Blog

Oca8

Antik Mısırlı Genç Kız, İkiz Bebek Doğururken Ölmüş

Kategori: Arkeoloji ve Sanat Haberleri  |  Yorum: 0 yorum

etiketler  Antik MısırFetüsİkizMumya



Antik Mısırlı Genç Kız, İkiz Bebek Doğururken Ölmüş

Ancak aradan geçen bir yüzyıl sonra araştırmacılar, bu sefer mumyanın göğsüne yerleşmiş ikinci bir fetüs keşfettiler.

 

Begüm Bozoğlu - www.arkeofili.com

 

Bacaklarının arasında ve göğüs boşluğunda birer fetüs olan antik Mısır mumyası, annenin ikiz doğururken öldüğünü gösteriyor. 

 

 

1908 kazı alanı notlarından alınan resimler, mumyanın oyulmuş karnını ve leğen kemiği boşluğundaki bir fetüsün kafasını göstermektedir. (C: Margolis and Hunt, 2023)

Yapılan yeni bir çalışmaya göre, antik Mısırlı genç bir kızın başsız mumyasında bulanan doğmamış fetüs kalıntıları, genç kızın ikiz bebek doğururken öldüğünü doğruluyor.

Arkeologlar 1908 yılında mumyanın sargılarını çözdüğünde, sarılı bir fetüs ve mumyanın bacakları arasına sıkıştırılmış plasenta kalıntılarını keşfettiler. O döneme ait kazı notları, araştırmacıların fetüsün, Geç Hanedanlık (MÖ 712-332) ile Kıpti dönemi (MS 395-642) arasında eski Mısır’da yaşayan, 14 ila 17 yaşları arasındaki mumyalanmış dişi bireyle ilişkili olduğu sonucuna vardığını ortaya koyuyor. Annenin karnı kesildiğinde, fetüsün kafatasının doğum kanalına sıkışmış olduğu anlaşıldı; bu da annenin doğum sırasında yaşanan komplikasyonlar nedeniyle öldüğünü gösteriyordu. 

Ancak aradan geçen bir yüzyıl sonra araştırmacılar, bu sefer mumyanın göğsüne yerleşmiş ikinci bir fetüs keşfettiler.

Araştırmanın başyazarı olan, ABD merkezli bağımsız arkeolog Francine Margolis’e göre, mumya, türünün keşfedilen ilk örneğiydi. Arkeolojik kayıtlarda doğum sırasında ölen pek çok kadın cenazesi bulunmasına rağmen Mısır’da hiç bulunamamıştı.

2021’de araştırmacılar hamile bir Mısırlı mumyanın keşfedildiğini duyurduğunda diğer uzmanlar sonuçlara itiraz etmiş ve 2022’de yapılan bir çalışmada kadının öldüğünde hamile olmadığı sonucuna varılmıştı.

 

1908 yılında keşfedilen antik Mısır mumyasının bacakları arasında bir fetüs keşfedildi. (C: Margolis ve Hunt, 2023)

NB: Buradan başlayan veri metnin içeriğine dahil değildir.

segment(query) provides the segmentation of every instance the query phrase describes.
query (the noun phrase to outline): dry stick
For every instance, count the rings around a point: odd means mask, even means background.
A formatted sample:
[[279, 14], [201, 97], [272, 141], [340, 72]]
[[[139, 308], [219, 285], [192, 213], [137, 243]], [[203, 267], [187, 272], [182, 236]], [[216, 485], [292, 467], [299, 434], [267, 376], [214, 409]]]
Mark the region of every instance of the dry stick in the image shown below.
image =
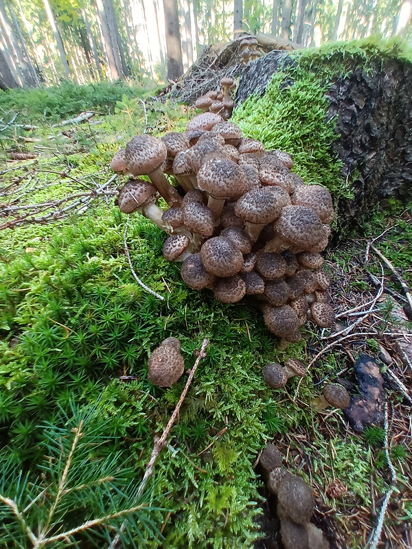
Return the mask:
[[370, 540], [370, 545], [369, 546], [369, 549], [377, 549], [378, 544], [379, 544], [380, 536], [382, 535], [382, 529], [383, 528], [383, 521], [385, 520], [385, 517], [386, 515], [388, 504], [389, 502], [389, 500], [391, 499], [392, 493], [394, 492], [396, 489], [396, 471], [395, 471], [393, 465], [392, 465], [392, 462], [391, 461], [391, 456], [389, 455], [389, 442], [388, 439], [389, 425], [388, 425], [387, 402], [385, 402], [385, 404], [384, 428], [385, 428], [385, 441], [384, 441], [385, 453], [386, 454], [387, 460], [388, 462], [388, 466], [391, 471], [391, 487], [387, 491], [387, 495], [385, 497], [385, 500], [383, 500], [383, 503], [382, 504], [382, 507], [380, 508], [380, 512], [379, 513], [379, 518], [378, 519], [378, 524], [376, 524], [376, 528], [375, 528], [375, 533], [374, 534], [373, 537]]
[[375, 252], [376, 255], [379, 256], [379, 257], [380, 257], [382, 261], [384, 263], [385, 263], [389, 268], [389, 269], [392, 271], [392, 272], [398, 279], [398, 281], [402, 286], [402, 289], [405, 292], [407, 299], [408, 300], [408, 303], [409, 303], [409, 307], [411, 307], [411, 309], [412, 309], [412, 296], [411, 295], [411, 292], [409, 292], [409, 288], [407, 285], [406, 282], [403, 280], [400, 274], [399, 274], [399, 273], [398, 272], [395, 267], [392, 265], [391, 261], [387, 257], [385, 257], [385, 255], [381, 252], [380, 252], [377, 248], [375, 248], [375, 246], [372, 246], [371, 244], [371, 248]]
[[149, 294], [151, 294], [152, 296], [154, 296], [155, 297], [157, 297], [159, 299], [161, 299], [162, 301], [164, 301], [165, 299], [164, 299], [164, 297], [163, 297], [163, 296], [161, 296], [159, 294], [157, 294], [156, 292], [154, 292], [153, 290], [150, 288], [148, 286], [146, 286], [146, 285], [144, 283], [144, 282], [143, 282], [141, 280], [140, 280], [140, 279], [139, 278], [137, 274], [136, 274], [136, 272], [135, 271], [135, 269], [133, 268], [133, 264], [132, 263], [132, 259], [130, 258], [130, 253], [129, 252], [129, 249], [128, 249], [128, 245], [127, 245], [127, 240], [126, 240], [127, 229], [128, 229], [128, 221], [129, 221], [129, 218], [128, 218], [126, 221], [126, 226], [124, 227], [124, 234], [123, 235], [123, 242], [124, 243], [124, 253], [126, 253], [126, 257], [127, 257], [127, 260], [128, 260], [128, 264], [129, 264], [129, 267], [130, 268], [130, 270], [132, 271], [132, 274], [133, 275], [133, 277], [135, 278], [135, 280], [136, 280], [137, 282], [139, 284], [140, 284], [140, 285], [141, 286], [142, 288], [144, 288], [144, 290], [146, 290], [146, 292], [149, 292]]
[[[146, 488], [146, 485], [148, 483], [148, 480], [153, 474], [153, 467], [154, 466], [154, 463], [156, 463], [156, 460], [159, 457], [160, 452], [162, 451], [163, 448], [166, 445], [166, 441], [168, 439], [168, 436], [169, 436], [169, 433], [170, 432], [170, 430], [173, 427], [173, 423], [176, 421], [176, 418], [177, 417], [181, 406], [183, 403], [185, 397], [186, 397], [186, 394], [189, 390], [189, 387], [190, 386], [190, 384], [192, 383], [192, 380], [194, 377], [194, 374], [196, 373], [196, 371], [197, 370], [197, 367], [200, 364], [201, 360], [202, 358], [204, 358], [206, 356], [206, 353], [205, 351], [206, 350], [206, 347], [209, 344], [209, 341], [207, 339], [205, 338], [203, 340], [203, 342], [202, 343], [202, 347], [201, 348], [201, 351], [198, 355], [198, 358], [196, 359], [196, 362], [192, 369], [190, 374], [189, 375], [189, 377], [187, 377], [187, 381], [186, 382], [186, 384], [185, 385], [185, 388], [182, 391], [182, 394], [181, 395], [180, 399], [179, 399], [179, 402], [176, 405], [176, 408], [172, 415], [170, 416], [170, 419], [168, 422], [168, 425], [165, 426], [164, 431], [162, 433], [161, 436], [158, 440], [155, 441], [154, 444], [153, 445], [153, 449], [152, 450], [152, 455], [150, 456], [150, 459], [146, 463], [146, 470], [145, 471], [144, 476], [141, 480], [141, 482], [140, 483], [140, 486], [139, 487], [139, 489], [137, 490], [137, 493], [136, 495], [136, 499], [137, 499], [143, 493], [143, 491]], [[119, 540], [120, 539], [120, 534], [124, 532], [124, 528], [126, 528], [126, 524], [124, 522], [122, 526], [120, 526], [120, 531], [119, 533], [116, 534], [113, 541], [111, 542], [110, 546], [108, 546], [108, 549], [115, 549]]]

Margolis, 1908’de bulunan mumyayı ilk kez 2019 yılında George Washington Üniversitesi’nde (GWU) kadın pelvik morfolojisi üzerine antropoloji alanında yüksek lisans tezini yazarken inceledi. Pelvik ölçümlerini almak için BT taramaları yapıldığında, ikinci fetüs keşfedildi.

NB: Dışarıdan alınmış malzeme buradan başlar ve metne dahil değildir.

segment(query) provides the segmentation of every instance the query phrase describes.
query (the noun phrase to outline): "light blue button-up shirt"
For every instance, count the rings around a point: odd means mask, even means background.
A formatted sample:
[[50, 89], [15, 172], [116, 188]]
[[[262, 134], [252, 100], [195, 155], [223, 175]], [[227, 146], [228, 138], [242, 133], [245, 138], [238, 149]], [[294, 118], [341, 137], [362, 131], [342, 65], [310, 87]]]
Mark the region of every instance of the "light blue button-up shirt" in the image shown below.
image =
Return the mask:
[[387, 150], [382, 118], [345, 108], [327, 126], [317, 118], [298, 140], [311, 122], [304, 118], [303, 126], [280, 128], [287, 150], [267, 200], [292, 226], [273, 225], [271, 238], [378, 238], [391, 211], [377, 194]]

3B görüntüler, daha önce hiçbir kayıtta belirtilmeyen bir fetüsün kalıntılarının kızın göğsüne yerleştirildiğini gösterdi. Margolis ve yeni çalışmanın ortak yazarı antropolog David Hunt, cenin kalıntılarının daha net bir resmini elde etmek için mumyanın röntgenini çekti. 

Margolis, ikinci fetüsü gördüğüklerinde benzersiz bir bulguya ulaştıklarını ve eski Mısır arkeolojisi için bir ilk olduğunu anladıklarını belirtiyor.

 

Araştırmacılar, mumyanın gövdesinin net görüntülerini elde etmek için röntgen çektiler ve göğüs boşluğunda bir fetüsün bulunduğunu doğruladılar. (C: Margolis and Hunt, 2023)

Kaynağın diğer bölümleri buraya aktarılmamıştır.